The latest cause to benefit from their generosity is a university in Namibia, Africa, where officials are trying to establish a village outreach program to educate people about AIDS. But first that university needs to educate its educators. And to do that, it need resources, a tough task for the cash-strapped International University of Management in Windhoek, Namibia.

That’s where the students from the Social Work Club come in.
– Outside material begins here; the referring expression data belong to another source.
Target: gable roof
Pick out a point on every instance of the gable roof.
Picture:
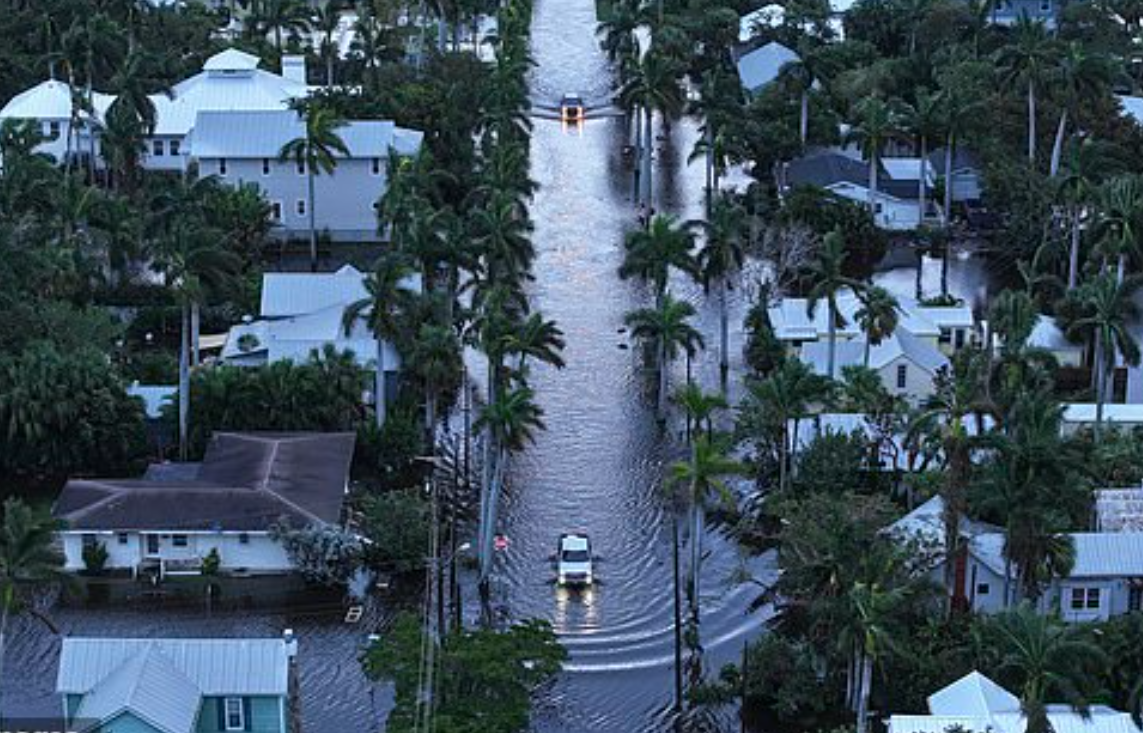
(149, 686)
(974, 694)
(246, 481)
(214, 667)
(852, 352)
(761, 66)
(829, 168)
(264, 133)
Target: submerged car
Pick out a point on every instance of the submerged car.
(572, 108)
(574, 560)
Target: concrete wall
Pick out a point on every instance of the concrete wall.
(344, 201)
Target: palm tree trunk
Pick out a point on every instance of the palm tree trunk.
(1073, 251)
(313, 225)
(184, 382)
(378, 384)
(948, 178)
(648, 154)
(1057, 148)
(1031, 122)
(866, 683)
(697, 527)
(724, 325)
(832, 337)
(804, 120)
(196, 327)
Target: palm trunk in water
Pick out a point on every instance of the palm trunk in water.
(184, 382)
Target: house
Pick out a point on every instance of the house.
(1106, 579)
(242, 148)
(761, 66)
(1048, 336)
(896, 205)
(967, 183)
(1079, 415)
(905, 364)
(176, 685)
(302, 313)
(176, 515)
(974, 703)
(1119, 509)
(231, 120)
(948, 328)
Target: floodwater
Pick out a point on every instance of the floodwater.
(598, 468)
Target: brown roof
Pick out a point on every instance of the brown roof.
(246, 481)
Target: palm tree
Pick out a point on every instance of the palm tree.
(1085, 167)
(925, 120)
(388, 299)
(511, 421)
(877, 124)
(700, 407)
(719, 260)
(701, 478)
(878, 317)
(316, 153)
(781, 400)
(1045, 660)
(958, 393)
(193, 263)
(652, 253)
(1025, 62)
(828, 273)
(653, 86)
(1078, 77)
(29, 558)
(436, 358)
(1110, 311)
(666, 327)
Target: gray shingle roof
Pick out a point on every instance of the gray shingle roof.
(246, 481)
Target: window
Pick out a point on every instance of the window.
(234, 714)
(1085, 598)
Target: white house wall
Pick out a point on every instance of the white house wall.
(344, 202)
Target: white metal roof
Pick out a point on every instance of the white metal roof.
(976, 703)
(263, 133)
(852, 352)
(216, 667)
(762, 65)
(294, 293)
(149, 686)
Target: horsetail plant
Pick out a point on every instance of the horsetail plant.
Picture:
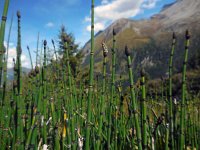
(183, 95)
(6, 64)
(170, 93)
(2, 34)
(105, 53)
(133, 100)
(91, 76)
(144, 117)
(112, 97)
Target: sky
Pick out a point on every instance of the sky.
(46, 17)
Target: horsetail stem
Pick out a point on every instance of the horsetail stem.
(91, 76)
(135, 111)
(170, 93)
(144, 121)
(2, 34)
(182, 117)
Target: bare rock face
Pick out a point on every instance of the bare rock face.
(151, 38)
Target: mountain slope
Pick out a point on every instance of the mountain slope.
(150, 40)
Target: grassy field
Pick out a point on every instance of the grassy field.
(51, 107)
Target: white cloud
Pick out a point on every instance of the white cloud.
(111, 10)
(12, 54)
(49, 25)
(104, 2)
(149, 4)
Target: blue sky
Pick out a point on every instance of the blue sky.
(46, 17)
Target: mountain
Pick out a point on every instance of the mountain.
(150, 39)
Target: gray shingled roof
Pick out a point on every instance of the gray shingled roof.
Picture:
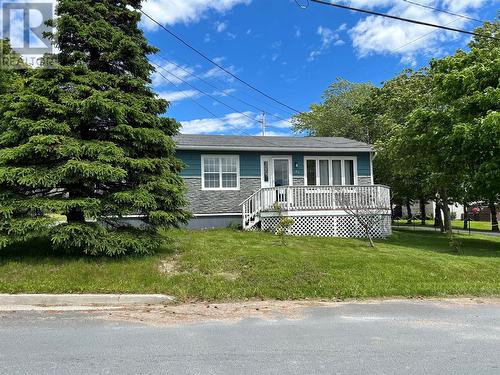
(242, 143)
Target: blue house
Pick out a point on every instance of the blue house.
(320, 182)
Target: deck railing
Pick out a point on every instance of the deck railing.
(314, 198)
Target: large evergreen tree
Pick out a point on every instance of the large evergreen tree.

During the past year they have — in addition to a string of other community service projects — collected health- or AIDS-related books to donate to the university.

Books will be used to build up a resource library for outreach workers trying to stem the rapid spread of AIDS. In Namibia, population 1.8 million, one in five adults are infected with the virus that causes AIDS, and there are about 93,000 orphans that have AIDS.

On Wednesday, the students boxed up the text books they’d collected since the day the campaign was launched, exactly one year earlier. They hauled them down to the post office and sent them on their way to Africa and the university’s Institute for AIDS.

Their project began when retired social work professor Richard Wintersteen, who was doing mission work in Namibia, contacted them. He’d told them about the AIDS crisis and about the university’s goal of collecting AIDS and health reading resources.

So the students began collecting books. They put the word out to everyone in the College of Social and Behavioral Sciences. They even got help from students at St. Cloud State University and the College of St. Catherine’s. As the books poured in, they began the process of pulling from the collection books focusing too heavily on American policy or with an American point of view of health care and AIDS education.

They were left with several dozen high-quality books. Then they realized they had a cash problem, too. They needed a few hundred dollars to ship them.

To raise money they held bake sales and sold wristbands, and eventually pulled in more than $3,000 — more than enough to cover shipping costs. By now, the books could already be on their way across the Atlantic.

The club has 70 members, about 30 of which attend weekly meetings. They are led by a core group of club officers that includes McNelly, Mandy Forsyth, Crystal Curtis and Heidi Williams. They have become very close through their involvement with the club, and their work has stretched well beyond this project.

Among the groups they’ve worked with — or taken under its wing — are CADA House, Yellow Ribbon, Sexual Violence Resource Center, Summit Center, VINE and many others.

“I think it’s amazing, all the things we’ve accomplished,” Curtis said.

“This has been such a positive experience,” Williams said. “I can’t think of one bad time.”

Forsyth, full-time student and single mom, said she’d considered taking a semester off from the Social Work Club, but ultimately opted to stay in.

“I don’t think I would want to go through a semester without helping people,” she said.

Their instructors have been impressed.

“What I’m most proud of is that the club makes all the decisions. The club does the work. The club has learned from their successes,” instructor and club adviser Nancy Fitzsimons said. “And they’re making a difference in the community.”